Fortunately, it’s pretty clear that this probability distribution is far from unique. First, note that every probability distribution on states will induce some density matrix. This follows from the discussion above; alternatively, the density matrix is given explicitly by $$ \rho[p] = \int d |\psi\rangle\; p(\psi)\; |\psi\rangle\langle\psi| \text. $$ Now count dimensions. The space of density matrices is $2^{2Q}$ dimensional, give or take. The space of possible probability distributions on the continuous space of states? Ah… many more dimensions there.

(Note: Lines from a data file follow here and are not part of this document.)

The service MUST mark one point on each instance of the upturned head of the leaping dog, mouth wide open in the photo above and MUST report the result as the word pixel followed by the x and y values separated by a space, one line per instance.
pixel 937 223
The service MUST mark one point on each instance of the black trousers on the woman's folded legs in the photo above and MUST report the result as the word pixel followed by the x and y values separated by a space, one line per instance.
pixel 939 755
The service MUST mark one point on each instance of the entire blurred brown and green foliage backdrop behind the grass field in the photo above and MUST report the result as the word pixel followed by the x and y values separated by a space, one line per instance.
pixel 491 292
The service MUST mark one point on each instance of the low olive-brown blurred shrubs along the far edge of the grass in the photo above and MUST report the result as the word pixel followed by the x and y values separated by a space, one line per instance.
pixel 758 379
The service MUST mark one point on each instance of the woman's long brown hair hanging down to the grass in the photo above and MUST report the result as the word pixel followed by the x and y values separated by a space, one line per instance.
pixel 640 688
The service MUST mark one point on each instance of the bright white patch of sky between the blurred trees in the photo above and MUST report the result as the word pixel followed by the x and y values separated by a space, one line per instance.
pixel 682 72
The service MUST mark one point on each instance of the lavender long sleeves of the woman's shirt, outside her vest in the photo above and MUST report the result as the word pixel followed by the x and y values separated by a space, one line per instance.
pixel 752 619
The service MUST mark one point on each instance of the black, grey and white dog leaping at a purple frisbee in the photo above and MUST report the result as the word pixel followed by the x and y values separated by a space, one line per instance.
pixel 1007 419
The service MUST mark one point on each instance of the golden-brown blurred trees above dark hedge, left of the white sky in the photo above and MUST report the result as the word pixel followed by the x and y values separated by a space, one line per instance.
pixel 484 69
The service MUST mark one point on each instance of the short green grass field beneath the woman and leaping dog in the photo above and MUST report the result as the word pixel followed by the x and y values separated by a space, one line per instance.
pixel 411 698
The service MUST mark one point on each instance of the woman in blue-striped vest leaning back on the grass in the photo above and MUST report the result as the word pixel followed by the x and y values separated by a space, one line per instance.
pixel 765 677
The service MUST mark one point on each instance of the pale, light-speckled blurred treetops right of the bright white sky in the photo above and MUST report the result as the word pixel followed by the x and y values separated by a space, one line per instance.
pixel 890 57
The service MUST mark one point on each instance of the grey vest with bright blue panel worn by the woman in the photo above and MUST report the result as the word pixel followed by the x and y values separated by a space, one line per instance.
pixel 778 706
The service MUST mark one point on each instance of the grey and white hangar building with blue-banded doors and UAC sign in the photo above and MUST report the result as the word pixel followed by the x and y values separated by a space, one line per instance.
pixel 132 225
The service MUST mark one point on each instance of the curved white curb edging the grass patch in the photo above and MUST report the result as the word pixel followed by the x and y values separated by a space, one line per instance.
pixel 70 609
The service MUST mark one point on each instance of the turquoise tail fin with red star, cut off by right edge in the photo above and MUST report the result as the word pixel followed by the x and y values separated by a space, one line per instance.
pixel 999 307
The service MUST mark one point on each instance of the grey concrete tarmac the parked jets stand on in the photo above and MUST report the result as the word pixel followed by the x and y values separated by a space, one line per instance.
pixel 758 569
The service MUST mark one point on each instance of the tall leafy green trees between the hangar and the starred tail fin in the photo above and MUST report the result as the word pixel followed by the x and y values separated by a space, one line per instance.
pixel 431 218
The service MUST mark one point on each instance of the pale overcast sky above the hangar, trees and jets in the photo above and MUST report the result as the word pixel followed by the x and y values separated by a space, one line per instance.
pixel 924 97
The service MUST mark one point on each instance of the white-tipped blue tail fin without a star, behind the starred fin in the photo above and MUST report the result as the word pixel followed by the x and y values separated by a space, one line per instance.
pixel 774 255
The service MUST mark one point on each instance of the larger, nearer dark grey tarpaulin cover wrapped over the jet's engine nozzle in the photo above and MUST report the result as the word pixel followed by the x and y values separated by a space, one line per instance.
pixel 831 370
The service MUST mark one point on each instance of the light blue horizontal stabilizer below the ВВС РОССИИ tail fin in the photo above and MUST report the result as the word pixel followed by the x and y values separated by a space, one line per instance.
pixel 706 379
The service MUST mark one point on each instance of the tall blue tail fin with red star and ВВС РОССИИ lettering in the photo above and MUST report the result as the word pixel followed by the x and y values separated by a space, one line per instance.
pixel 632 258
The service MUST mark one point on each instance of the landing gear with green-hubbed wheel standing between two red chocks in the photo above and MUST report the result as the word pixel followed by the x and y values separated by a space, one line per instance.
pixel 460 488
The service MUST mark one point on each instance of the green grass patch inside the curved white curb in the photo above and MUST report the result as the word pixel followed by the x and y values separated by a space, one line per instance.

So, many more probability distributions compatible with the thermal density matrix should exist. As far as I know, finding natural such probability distributions is largely unexplored territory. (There’s one induced by ergodicity and the time-evolution operator $e^{-i H t}$, although I’m not even sure if it’s unique.) Nevertheless, one such (approximate) construction is given by Sugiura and Shimizu. Start with a uniform (i.e., $SU(2^Q)$-symmetric) distribution on the space of states, corresponding to an infinite temperature ensemble. Now take one state, and apply the operator $e^{-H / (2T)}$. Lastly, if you think of states as being vectors in a Hilbert space, then normalize the result; if you think of states as rays, this is of course unnecessary.

In the thermodynamic limit, expectation values with respect to this distribution match the canonical quantum ensemble described above. In fact, in that limit, a single quantum state sampled from this ensemble yields (almost certainly) all the correct expectation values. A careful proof is given in the paper; a nice physical argument follows just as it would for a classical system. In the infinite-volume limit, we can consider multiple sub-systems each individually in the thermodynamic limit and all uncoupled from each other. Therefore, what appears to be a single thermodynamic “sample” actually contains infinitely many, equally thermodynamic samples.